Texas officials pointed the blame at the power company and called for investigations. US Rep. Marc Veasey, a Democrat who represents parts of Fort Worth and Dallas, said he’s learned from an industry executive that the power grid was just minutes from failing on Monday before state agency officials initiated emergency rolling outages.
“I want people to know that we were minutes away from the entire grid crashing,” he told CNN’s Ed Lavandera, criticizing ERCOT and Republican leaders for not better preparing for the freeze.
“They certainly could have taken some precautions that would have prevented what we’re having to deal with now,” Veasey said.
An ERCOT spokesperson did not immediately return a CNN request for comment. But earlier Wednesday, CEO Bill Magness said the issue largely was a lack of energy supply as the cold weather shuttered power facilities. ERCOT’s controlled power outages, he said, had in fact averted the system’s collapse.
“If we had waited, and not done outages, not reduced demand to reflect what was going on, on the overall system, we could have drifted towards a blackout,” he said. “People feel like what we’re seeing feels like a blackout, but the blackout that can occur if you don’t keep the supply and demand in balance could last months.”

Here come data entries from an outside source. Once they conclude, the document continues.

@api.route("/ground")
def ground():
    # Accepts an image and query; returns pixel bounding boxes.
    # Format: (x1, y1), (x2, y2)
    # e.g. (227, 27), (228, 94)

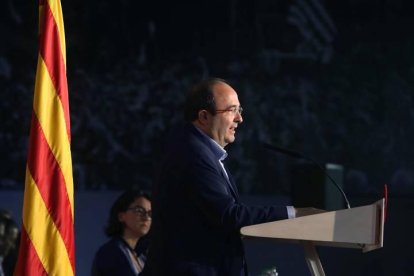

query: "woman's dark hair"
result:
(184, 78), (227, 122)
(105, 190), (151, 237)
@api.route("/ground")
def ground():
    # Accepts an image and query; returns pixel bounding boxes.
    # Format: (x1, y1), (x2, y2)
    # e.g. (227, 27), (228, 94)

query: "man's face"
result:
(208, 82), (243, 147)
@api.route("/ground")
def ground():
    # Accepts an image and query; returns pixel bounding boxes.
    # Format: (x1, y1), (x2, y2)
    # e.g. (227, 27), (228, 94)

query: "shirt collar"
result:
(195, 127), (228, 161)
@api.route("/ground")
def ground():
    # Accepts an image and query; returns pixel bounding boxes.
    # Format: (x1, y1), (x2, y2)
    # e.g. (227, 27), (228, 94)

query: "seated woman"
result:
(92, 190), (151, 276)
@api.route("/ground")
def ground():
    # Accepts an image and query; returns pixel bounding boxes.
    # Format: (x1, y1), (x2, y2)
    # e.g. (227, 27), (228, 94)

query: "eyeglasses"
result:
(215, 106), (243, 115)
(128, 206), (152, 218)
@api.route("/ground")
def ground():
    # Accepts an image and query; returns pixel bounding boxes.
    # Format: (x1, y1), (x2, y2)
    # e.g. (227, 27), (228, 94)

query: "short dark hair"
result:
(184, 78), (227, 122)
(105, 190), (151, 237)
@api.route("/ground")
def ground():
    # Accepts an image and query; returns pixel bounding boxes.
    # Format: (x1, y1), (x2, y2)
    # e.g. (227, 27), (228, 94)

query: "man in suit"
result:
(144, 79), (295, 276)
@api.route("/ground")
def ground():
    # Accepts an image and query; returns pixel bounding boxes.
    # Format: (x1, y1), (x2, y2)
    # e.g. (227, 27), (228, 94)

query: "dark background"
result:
(0, 0), (414, 275)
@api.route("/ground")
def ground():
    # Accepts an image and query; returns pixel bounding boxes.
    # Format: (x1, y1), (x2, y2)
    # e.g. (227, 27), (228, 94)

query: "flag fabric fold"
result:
(14, 0), (75, 276)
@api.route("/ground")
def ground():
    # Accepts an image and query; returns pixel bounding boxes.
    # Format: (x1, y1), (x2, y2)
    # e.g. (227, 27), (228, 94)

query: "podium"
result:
(240, 199), (385, 276)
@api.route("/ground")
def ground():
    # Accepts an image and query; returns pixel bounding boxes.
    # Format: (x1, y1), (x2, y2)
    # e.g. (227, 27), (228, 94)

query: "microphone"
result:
(263, 143), (351, 209)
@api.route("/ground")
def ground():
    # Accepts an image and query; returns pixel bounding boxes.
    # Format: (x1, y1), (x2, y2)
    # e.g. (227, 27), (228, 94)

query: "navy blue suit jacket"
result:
(144, 124), (287, 276)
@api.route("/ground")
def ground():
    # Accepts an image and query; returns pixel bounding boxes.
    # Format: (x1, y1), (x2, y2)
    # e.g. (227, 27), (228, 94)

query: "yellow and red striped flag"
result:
(14, 0), (75, 276)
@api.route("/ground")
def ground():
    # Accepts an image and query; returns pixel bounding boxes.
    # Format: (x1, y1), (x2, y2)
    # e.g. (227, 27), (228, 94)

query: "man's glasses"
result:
(128, 206), (152, 218)
(215, 106), (243, 115)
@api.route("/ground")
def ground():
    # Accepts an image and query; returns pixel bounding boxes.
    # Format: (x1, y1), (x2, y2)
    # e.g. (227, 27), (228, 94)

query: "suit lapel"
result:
(219, 161), (239, 200)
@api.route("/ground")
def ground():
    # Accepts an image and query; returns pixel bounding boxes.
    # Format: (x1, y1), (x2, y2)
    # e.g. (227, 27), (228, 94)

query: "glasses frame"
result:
(214, 106), (243, 115)
(127, 206), (152, 219)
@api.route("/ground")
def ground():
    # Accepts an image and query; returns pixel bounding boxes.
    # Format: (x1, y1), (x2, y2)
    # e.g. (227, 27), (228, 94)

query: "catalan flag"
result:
(14, 0), (75, 276)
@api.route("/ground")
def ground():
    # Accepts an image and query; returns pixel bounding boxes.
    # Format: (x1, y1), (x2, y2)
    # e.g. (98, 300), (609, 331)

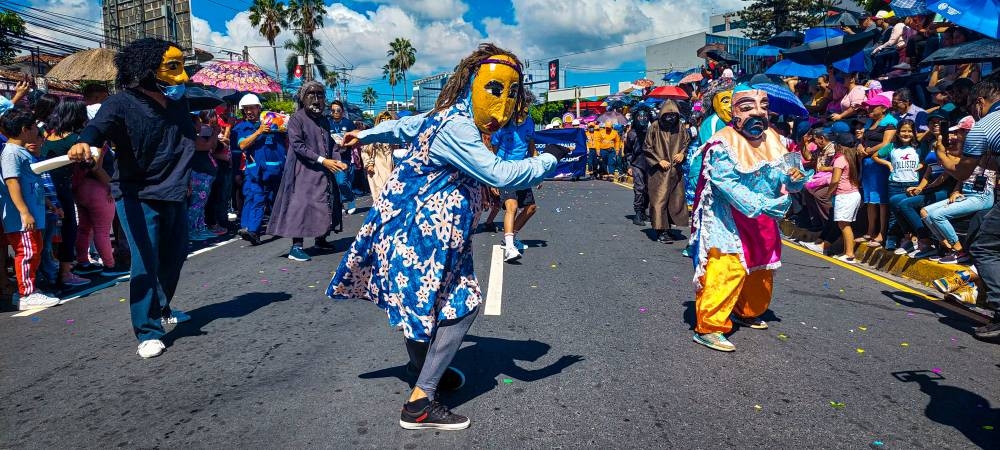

The power issues are likely to continue, especially given that the cold temperatures will last for another day or two. Over 21 million people, or nearly 70% of Texas’s population, are currently under some sort of winter weather alert.
The controlled outages have created rotating power issues as ERCOT has tried to spread around the pain, pushing people to rely on warming centers or the kindness of neighbors.
“We have power for about 30 or 15 minutes and then we get a blackout for about five to six hours,” said Eder Lemus of San Antonio.
The pipes in his house froze, so he, his wife and three children are relying on others for water.
“As of now, we are using a neighbor’s faucet to refill a bucket of water to drain our toilets,” he told said. “When and if the lights come back on, we try to take showers and refill our drinking water gallons so that we can stay hydrated.”
Gov. Greg Abbott said that he has spoken with both the lieutenant governor and the state House speaker, and that an investigation of ERCOT is slated to begin next week.
“ERCOT is an independent private entity that, candidly, I have both investigated and prosecuted before when I was attorney general of Texas, and we’re now investigating again,” Abbott said. “I’m not suggesting any way that there’s been any criminal activity or anything like that, but it is something that needs to be looked at.”
Abbott said a news conference Wednesday that 6,000 megawatts have been added to the state’s grid — enough power for about 1.2 million households.
There will be additional onboarding coming from the South Texas Nuclear Project and additional operations will increase from coal-produced power, Abbott said.
These sources will add more than 2,000 megawatts to the grid and provide additional power for about 400,000 homes, according to Abbott. About 17,200 megawatts of renewable generated power remain out on Wednesday afternoon, due to “freezing of the wind, or because of lack of sun for the solar,” Abbott said.
The widespread outages stem from a weather disaster coupled with an unprepared infrastructure.
A winter weather system brought unusually frigid temperatures to much of the central US over the past few days, including in Texas, the country’s energy leader. The deep freeze caused demand for power and heating to skyrocket even as it knocked out the state’s natural gas, coal, wind and nuclear facilities, which were not ready to function in such cold weather.